È in tale contesto che, nei territori rurali industrializzati e nelle città traboccate nelle campagne circostanti, nascono nuove forme di ruralità. S’interrompe l’esodo dalle campagne e si registra una lenta inversione di tendenza. All’esodo rurale incomincia a subentrare l’esodo urbano. I figli e i nipoti di chi era fuggito nei decenni precedenti dalle campagne alla ricerca di condizioni socio-economiche più appaganti scoprono che, a ricreare alcuni aspetti della società tradizionale fuori del suo contesto di miseria, le cose potrebbero andare meglio. Si affermano così stili di vita che integrano gli aspetti irrinunciabili della condizione urbana, dalla fruizione più facile delle diverse forme della conoscenza e della cultura all’adozione di modelli di abitabilità rispettosi della privacy, con le opportunità che solo i territori rurali sono in grado di offrire. Una nuova agricoltura silenziosamente introduce un correttivo di civiltà. In una globalizzazione che pare aver smarrito il senso del luogo, riemerge un’agricoltura di servizi che pochi riescono a scorgere e a valutare nel suo significato più autentico. Un’agricoltura di comunità che incrocia inediti filoni culturali e operativi presenti nei servizi sociali e sociosanitari: quelli che guardano con approccio critico e riflessivo al vecchio Stato sociale che si va decomponendo. Un’agricoltura sociale che ricostruisce territori e comunità, sperimenta nuovi modelli di welfare, promuove inserimenti socio-lavorativi di persone svantaggiate in contesti non assistenzialistici ma produttivi. Un’agricoltura civile che reintroduce nello scambio economico il mutuo aiuto e la reciprocità delle relazioni interpersonali.

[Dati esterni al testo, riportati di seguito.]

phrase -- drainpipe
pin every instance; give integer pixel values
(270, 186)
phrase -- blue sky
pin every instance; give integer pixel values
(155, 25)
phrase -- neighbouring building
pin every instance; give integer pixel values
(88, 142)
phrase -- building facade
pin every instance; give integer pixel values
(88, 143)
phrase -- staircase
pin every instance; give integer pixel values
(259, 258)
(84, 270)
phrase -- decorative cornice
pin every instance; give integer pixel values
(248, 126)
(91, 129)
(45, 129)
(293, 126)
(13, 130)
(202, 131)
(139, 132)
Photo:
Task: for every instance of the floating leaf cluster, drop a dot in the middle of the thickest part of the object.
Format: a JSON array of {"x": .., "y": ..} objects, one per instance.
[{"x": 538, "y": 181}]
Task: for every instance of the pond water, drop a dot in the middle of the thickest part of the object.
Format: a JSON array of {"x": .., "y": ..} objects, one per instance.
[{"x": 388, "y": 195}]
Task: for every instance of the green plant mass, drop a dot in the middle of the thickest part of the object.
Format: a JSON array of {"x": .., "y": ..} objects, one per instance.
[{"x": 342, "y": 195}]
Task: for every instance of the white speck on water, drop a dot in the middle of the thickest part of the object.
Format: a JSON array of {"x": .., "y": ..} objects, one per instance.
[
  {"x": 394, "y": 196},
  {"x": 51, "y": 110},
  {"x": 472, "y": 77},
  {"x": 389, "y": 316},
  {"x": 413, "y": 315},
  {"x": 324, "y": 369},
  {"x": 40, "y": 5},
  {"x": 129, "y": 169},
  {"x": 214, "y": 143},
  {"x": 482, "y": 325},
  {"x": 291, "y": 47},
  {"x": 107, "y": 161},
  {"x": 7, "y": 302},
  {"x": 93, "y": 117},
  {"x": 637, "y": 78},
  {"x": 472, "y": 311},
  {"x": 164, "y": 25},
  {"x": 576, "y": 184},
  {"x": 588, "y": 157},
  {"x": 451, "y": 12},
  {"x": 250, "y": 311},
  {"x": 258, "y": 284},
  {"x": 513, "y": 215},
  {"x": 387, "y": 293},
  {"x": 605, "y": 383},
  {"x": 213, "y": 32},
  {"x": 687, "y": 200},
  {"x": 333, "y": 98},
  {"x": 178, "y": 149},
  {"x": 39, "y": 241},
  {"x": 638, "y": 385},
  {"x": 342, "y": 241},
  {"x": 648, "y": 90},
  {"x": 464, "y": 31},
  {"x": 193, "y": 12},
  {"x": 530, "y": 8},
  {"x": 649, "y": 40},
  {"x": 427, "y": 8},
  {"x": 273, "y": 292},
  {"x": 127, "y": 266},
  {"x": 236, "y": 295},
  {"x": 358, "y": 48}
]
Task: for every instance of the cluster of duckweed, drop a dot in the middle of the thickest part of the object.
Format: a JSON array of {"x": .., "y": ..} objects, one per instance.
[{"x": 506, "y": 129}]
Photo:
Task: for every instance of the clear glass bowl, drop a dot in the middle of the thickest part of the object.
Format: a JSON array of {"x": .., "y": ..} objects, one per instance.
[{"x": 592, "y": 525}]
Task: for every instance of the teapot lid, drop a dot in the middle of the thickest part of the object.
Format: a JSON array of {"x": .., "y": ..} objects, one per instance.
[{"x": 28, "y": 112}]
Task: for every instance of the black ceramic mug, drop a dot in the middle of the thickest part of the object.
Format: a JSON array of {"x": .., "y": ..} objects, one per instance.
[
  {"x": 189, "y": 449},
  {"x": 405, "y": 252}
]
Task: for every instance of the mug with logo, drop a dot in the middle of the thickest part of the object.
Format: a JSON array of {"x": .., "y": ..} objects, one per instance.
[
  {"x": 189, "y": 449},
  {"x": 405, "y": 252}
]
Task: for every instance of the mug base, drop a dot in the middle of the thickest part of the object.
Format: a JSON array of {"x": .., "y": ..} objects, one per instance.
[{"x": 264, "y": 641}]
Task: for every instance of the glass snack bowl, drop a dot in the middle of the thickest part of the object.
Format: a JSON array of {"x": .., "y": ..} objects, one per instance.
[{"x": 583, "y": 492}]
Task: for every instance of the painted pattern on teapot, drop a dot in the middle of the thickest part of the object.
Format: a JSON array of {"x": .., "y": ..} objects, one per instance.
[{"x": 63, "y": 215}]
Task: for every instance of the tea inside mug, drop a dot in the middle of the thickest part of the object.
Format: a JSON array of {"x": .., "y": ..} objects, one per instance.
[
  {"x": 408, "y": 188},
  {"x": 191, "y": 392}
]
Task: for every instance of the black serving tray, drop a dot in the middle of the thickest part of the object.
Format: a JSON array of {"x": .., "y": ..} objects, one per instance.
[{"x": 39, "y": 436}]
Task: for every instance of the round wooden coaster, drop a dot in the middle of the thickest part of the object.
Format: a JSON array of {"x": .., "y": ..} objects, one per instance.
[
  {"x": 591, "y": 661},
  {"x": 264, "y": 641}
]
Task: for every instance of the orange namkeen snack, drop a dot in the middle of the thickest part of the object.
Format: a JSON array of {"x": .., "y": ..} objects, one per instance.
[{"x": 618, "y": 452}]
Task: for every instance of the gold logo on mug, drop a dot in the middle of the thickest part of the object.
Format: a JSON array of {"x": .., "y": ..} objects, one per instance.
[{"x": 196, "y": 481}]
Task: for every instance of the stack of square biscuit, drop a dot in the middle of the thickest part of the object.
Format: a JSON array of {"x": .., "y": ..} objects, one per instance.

La recente Enciclica “Laudato sì” di papa Francesco torna diffusamente a parlare della crisi ecologica e delle ipotesi di soluzione in campo allo scopo di assumere i migliori frutti della ricerca scientifica oggi disponibile: inquinamento, rifiuti, cultura dello scarto, cambiamenti climatici, acqua, perdita di biodiversità, deterioramento della qualità della vita e della mobilità nelle città sono i temi affrontati. E nell’individuare la causa di fondo di tali problemi punta il dito sulla condizione di isolamento in cui oggi si trova l’individuo e la continua erosione delle relazioni interpersonali come esiti diretti del modello di sviluppo economico. Un modello fondato sull’idea della crescita illimitata e delle innovazioni tecnologiche introdotte non più introdotte mediante un’osmosi tra conoscenza scientifica e saperi esperienziali.

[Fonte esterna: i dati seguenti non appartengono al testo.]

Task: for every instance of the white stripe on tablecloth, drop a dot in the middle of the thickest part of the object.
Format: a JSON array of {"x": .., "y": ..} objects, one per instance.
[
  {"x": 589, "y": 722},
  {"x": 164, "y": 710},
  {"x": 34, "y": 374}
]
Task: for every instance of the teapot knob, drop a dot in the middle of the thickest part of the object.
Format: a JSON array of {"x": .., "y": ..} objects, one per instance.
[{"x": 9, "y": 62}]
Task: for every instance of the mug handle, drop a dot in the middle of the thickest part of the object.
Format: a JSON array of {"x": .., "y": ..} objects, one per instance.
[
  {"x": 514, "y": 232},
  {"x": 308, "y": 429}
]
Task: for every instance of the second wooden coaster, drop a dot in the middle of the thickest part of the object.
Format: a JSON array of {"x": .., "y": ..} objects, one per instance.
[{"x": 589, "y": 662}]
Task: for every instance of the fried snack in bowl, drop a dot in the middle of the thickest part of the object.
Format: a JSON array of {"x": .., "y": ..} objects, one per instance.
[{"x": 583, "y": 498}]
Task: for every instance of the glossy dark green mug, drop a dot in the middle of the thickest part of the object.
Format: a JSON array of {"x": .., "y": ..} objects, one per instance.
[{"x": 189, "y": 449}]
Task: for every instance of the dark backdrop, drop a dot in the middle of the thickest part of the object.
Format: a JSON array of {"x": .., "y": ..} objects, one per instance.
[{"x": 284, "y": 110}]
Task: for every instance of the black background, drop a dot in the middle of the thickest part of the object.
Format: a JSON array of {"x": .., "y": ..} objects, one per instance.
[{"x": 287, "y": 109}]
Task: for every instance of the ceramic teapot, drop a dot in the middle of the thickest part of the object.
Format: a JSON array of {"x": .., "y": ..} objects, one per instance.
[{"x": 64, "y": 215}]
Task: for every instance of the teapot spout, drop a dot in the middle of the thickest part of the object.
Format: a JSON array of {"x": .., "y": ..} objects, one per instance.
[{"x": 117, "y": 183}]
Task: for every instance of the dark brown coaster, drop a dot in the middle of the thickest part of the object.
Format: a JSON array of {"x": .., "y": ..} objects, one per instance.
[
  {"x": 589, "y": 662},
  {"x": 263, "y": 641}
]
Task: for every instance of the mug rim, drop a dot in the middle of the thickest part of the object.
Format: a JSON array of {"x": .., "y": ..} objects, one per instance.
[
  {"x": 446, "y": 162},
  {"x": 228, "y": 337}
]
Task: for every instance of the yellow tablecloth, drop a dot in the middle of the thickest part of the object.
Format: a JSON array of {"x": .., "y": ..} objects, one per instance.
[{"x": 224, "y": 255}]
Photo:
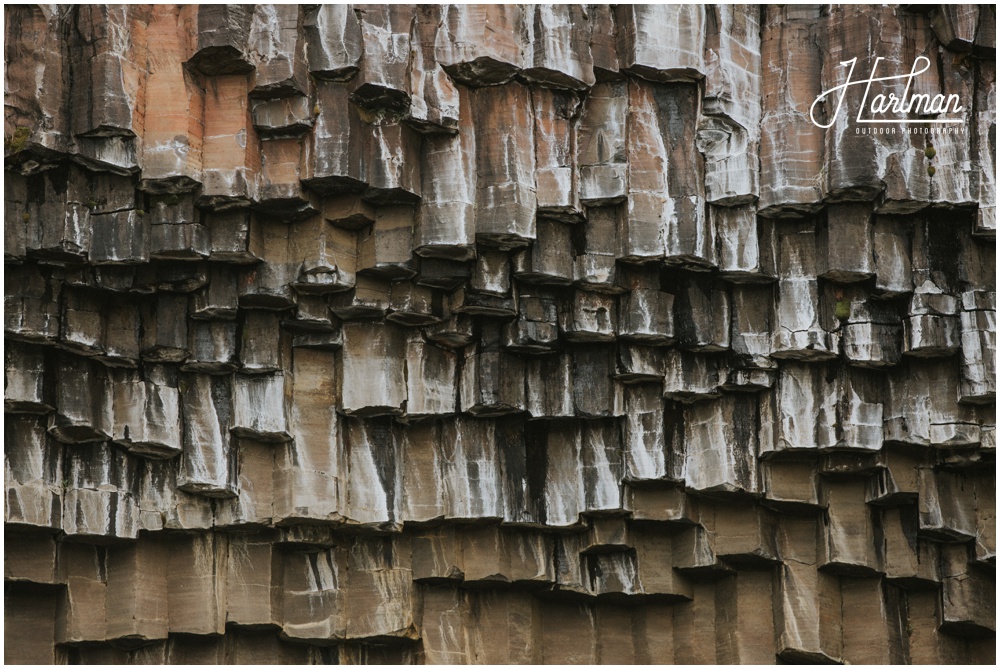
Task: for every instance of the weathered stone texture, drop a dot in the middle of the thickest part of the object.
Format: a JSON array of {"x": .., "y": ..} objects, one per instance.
[{"x": 497, "y": 333}]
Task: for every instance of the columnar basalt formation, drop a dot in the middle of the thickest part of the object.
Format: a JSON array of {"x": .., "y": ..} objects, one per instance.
[{"x": 478, "y": 334}]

Nella cultura contadina è presente da un tempo immemorabile l’idea che la terra in determinate condizioni “si stanchi”. Ora, l’idea di stanchezza attiene ad un organismo vivente e il fatto che i contadini abbiano sempre associato questa condizione anche alla terra per rispettarne il decorso è la prova di un profondo senso di responsabilità da essi manifestato nei confronti di questo bene. Il momento in cui avviene la rottura tra la conoscenza scientifica e la cultura agricola esperienziale e, dunque, dell’equilibrio tra visione produttivistica dell’attività agricola e visione conservativa delle risorse ambientali va collocata dagli anni Sessanta in poi. E coincide con il venir meno progressivamente di un impegno pubblico nella trasmissione del progresso tecnico e, più complessivamente, nelle politiche territoriali che guardano non solo al sostegno agli investimenti ma anche alle attività educative e di crescita culturale.

Da lì bisogna dunque ripartire, con una visione globale dei problemi ambientali e coinvolgendo l’insieme dei cittadini, per ridefinire il rapporto tra scienza, tecnica e società, rifondandolo sulla responsabilità, sull’educazione e sull’interazione dei saperi. Si tratta di rivalutare i beni relazionali e il capitale sociale nei processi di sviluppo, cioè quei valori su cui la nuova ruralità ha inteso rifondare la funzione dell’agricoltura come generatrice di comunità. E si tratta anche di educarci ad adottare comportamenti e stili di vita responsabili con cui possiamo, personalmente e come gruppi umani, contribuire ad affrontare i complessi problemi che sono dinanzi all’umanità. Questo è il significato più profondo della Giornata della Terra che ogni 22 aprile festeggiamo.